Major stages of the clinical trial life cycle and recommendations for when to share specific data packages. Data are generated at nearly every stage of the clinical trial life cycle, including the initial protocol and statistical analysis plan prepared prior to registration, the collection of baseline participant data at participant enrollment, and the analysis of the analyzable data set. To help frame the discussion of what data should be shared at what times, the Institute of Medicine report on sharing clinical trial data described the clinical trial life cycle as consisting of 5 major stages with guiding principles and a practical framework for the responsible sharing of data, including the types of data available at different stages of a trial and the optimal times to share them. Reprinted from Institute of Medicine report on Sharing Clinical Trial Data.44

The ethical principles of respecting research participants, maximizing benefits and minimizing harms, and acting justly or fairly should guide data sharing. To respect participants, we must address the issues of informed consent and privacy in the context of sharing data. For meaningful consent, research participants need to receive information about data sharing that is pertinent to their decision to participate. Although users of mobile apps and Web sites authorize data sharing by clicking “I agree” on data use agreements, such perfunctory permission does not meet the standards for consent for research. An unresolved issue is whether participants may consent to some types of data sharing but not others. For older completed clinical trials, consent for data sharing was inconsistent and often ambiguous or absent. Privacy is challenging in the Big Data era because data that are deidentifiable by Health Insurance Portability and Accountability Act (HIPAA) standards may become identified when additional data are brought to bear. To increase the benefits of data sharing and reduce the risks, organizations that share data should learn from their experience by collecting data on the outcomes of their model of data sharing, disseminating this information and the lessons learned, and continuously improving the data‐sharing process. To reduce harms, data holders can require procedures that reduce the risk of invalid secondary analyses, such as data use agreements. To achieve fairness, an equitable and sustainable funding model for data sharing is needed. Those who benefit from data sharing should bear a fair share of the costs of sharing. Additional ethical considerations are sufficient access to shared data to achieve the benefits of data sharing, accountability of data generators and requestors, and practicability.

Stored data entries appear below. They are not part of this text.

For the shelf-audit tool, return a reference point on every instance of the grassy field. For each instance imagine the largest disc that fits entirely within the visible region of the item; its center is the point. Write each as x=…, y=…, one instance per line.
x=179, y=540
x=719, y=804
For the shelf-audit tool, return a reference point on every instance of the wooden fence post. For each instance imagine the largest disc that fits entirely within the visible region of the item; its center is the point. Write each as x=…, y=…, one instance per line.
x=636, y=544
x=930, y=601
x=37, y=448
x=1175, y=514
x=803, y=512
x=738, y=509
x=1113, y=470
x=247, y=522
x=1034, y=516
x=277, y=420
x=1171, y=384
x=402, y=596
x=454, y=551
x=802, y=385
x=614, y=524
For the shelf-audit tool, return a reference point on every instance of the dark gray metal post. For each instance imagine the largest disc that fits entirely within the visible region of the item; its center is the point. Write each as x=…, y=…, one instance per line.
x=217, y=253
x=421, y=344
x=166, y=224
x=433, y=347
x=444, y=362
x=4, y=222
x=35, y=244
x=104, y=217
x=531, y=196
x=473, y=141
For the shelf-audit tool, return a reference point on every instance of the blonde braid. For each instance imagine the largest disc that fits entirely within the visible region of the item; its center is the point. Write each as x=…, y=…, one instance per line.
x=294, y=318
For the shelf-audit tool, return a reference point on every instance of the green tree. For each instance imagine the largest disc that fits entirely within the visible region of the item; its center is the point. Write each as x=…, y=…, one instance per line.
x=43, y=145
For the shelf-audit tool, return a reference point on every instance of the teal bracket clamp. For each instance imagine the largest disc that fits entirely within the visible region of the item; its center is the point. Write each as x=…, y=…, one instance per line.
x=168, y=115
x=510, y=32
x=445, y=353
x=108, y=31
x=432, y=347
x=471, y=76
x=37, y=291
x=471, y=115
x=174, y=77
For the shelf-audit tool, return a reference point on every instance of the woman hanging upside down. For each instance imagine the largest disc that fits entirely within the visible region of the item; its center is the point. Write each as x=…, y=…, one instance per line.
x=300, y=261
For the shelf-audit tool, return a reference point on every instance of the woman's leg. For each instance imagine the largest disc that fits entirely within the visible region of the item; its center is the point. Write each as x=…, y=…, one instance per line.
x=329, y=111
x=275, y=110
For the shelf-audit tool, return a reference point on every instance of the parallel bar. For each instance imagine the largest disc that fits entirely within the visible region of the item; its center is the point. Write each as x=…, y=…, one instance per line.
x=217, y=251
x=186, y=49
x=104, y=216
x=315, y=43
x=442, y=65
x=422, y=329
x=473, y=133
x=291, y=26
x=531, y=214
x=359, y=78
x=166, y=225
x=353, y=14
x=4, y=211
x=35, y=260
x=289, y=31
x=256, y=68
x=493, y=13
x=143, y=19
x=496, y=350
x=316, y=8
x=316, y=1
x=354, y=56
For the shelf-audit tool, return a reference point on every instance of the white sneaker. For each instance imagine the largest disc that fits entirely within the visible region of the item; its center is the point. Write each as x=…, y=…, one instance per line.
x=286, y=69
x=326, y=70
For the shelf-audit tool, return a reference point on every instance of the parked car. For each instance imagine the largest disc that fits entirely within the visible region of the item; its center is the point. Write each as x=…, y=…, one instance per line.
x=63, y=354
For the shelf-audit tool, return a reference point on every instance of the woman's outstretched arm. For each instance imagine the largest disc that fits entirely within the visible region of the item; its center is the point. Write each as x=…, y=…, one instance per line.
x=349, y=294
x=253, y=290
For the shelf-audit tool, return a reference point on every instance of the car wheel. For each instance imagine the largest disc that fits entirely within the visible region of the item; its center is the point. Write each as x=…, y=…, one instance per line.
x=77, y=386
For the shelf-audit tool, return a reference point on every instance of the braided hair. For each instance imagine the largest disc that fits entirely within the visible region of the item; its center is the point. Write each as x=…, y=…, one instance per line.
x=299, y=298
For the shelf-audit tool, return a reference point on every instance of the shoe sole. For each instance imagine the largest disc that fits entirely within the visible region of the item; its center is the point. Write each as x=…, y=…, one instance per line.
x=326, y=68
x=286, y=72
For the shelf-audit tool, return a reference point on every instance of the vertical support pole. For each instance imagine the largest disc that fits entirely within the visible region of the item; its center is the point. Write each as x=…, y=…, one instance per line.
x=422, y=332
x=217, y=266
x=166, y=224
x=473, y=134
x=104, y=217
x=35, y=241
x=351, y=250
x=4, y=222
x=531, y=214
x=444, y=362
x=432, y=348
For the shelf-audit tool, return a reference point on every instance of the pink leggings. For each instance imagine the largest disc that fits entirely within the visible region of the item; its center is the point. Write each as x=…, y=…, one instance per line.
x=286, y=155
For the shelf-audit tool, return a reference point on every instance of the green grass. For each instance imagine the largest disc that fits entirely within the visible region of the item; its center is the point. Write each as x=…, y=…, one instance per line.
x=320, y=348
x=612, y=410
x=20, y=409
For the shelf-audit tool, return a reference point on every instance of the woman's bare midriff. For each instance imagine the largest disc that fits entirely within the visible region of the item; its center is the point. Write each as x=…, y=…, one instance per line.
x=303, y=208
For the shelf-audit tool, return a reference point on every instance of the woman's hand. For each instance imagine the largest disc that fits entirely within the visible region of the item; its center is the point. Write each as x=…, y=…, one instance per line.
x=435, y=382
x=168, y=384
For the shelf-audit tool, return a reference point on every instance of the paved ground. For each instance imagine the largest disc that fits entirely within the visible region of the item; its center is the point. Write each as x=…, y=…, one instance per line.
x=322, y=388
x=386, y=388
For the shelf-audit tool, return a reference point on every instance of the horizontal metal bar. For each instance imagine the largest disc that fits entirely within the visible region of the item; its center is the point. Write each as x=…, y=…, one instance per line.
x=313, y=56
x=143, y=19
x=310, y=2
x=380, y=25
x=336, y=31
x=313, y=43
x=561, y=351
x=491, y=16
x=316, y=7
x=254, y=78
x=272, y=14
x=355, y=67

Models of Responsible Data Sharing

A useful set of principles to govern the pursuit of responsible data sharing was laid out in an article in The New England Journal of Medicine.88 First, the model should provide sufficiently broad access to data to achieve the sought‐after benefits. It should apply to trials of all drugs, devices, and biologics approved in at least 1 country. Second, it should be designed to maximize protection of participants’ privacy interest. Third, it should treat all qualified data requesters and trial sponsors evenhandedly. Fourth, it should ensure accountability by requiring data requesters to commit to protecting participants’ privacy and conducting analyses that adhere to accepted scientific standards. If those who generate the data are allowed to influence when the data are released, they must commit to transparent, principled decision making. Finally, the system should be practicable. It must be able to render timely decisions and avoid undue burdens on data generators. To advance these principles, a data‐sharing system should have the following specific features:

A binding mechanism to ensure universal participation and compliance by data generators—a regulatory requirement is the most obvious mechanism, although trial sponsors would prefer a private alternative

Minimum standards for what must be shared and how

Equal application of any requirements to all trial sponsors

Explicit decision criteria for data releases

Public disclosure of the reasons for decisions

Public disclosure of requesters’ identities and analysis plans

A mechanism to enforce conditions of data use, such as a data use agreement

Provision of technical support to ensure that data requesters understand the data

In public discussions of data sharing, 4 models have emerged. In the first, an “open access model,” data sets and accompanying materials would be posted online for downloading. This model would serve the principles of broad access and transparency superbly but would not provide sufficient protection of the interests of participants and data generators.

In the second model, a “database query” model, the data generator would continue to hold the data and would run analyses on the data at the request of outside parties and send out the results. The data generator would be obliged to run any analysis that met the following 3 decision criteria:

Is there a reasonable scientific hypothesis, sound analytical plan, and adequate plan to disseminate findings?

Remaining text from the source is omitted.